Can xtext lexer emit whatever it can't recognize as a special token? Like

terminal USE: 'use';
terminal SELECT: 'select';
terminal OTHER_KEYWORDS: /* not 'use' nor 'select' */;

I write grammar like

terminal fragment A: 'a' | 'A';
    ...
terminal fragment Z: 'z' | 'Z';

terminal fragment LETTER: 'a'..'z' | 'A'..'Z';

terminal fragment A_: 'b'..'z' | 'B'..'Z';
      ...
terminal fragment Z_: 'a'..'y' | 'A'..'Y';

terminal fragment SU_: 'a'..'r' | 't' | 'v'..'z' | 'A'..'R' | 'T' | 'V'..'Z';

terminal OTHER_KEYWORDS:
  SU_ LETTER* |

  U S_ LETTER* |
  U S E_ LETTER* |

  S E_ LETTER* |
  S E L_ LETTER* |
  S E L E_ LETTER* |
  S E L E C_ LETTER* |
  S E L E C T_ LETTER*
;

The reason I want to do this is because antlr will failed on that kind of typo and failed for all the parsing after that.
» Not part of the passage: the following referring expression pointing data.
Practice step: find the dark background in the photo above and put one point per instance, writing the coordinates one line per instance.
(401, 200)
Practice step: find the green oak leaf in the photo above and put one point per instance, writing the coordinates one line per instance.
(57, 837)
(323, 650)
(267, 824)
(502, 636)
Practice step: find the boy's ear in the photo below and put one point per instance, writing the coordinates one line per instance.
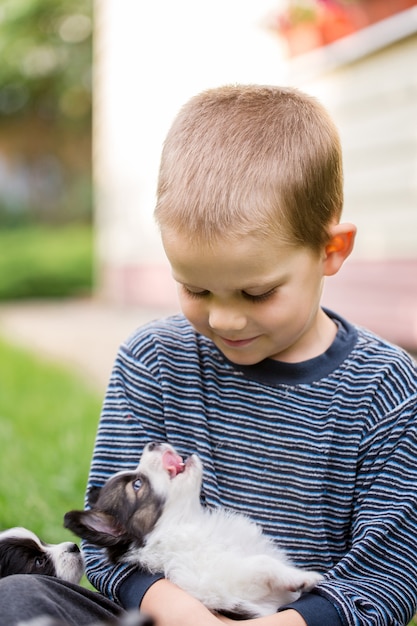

If there is another could avoid failed for parsing then I don't need to use this error prone and looks stupid way to solve that.

1

1 Answers

1
votes

I found out simply using ID to consume the other garbage in input stream would work.

terminal USE: 'use';
terminal SELECT: 'select';
       ...
terminal TYPO: ID;

So if I have us e, us will be parsed as an ID; if I have use, use will be parsed as a USE. The order of terminal tokens is important.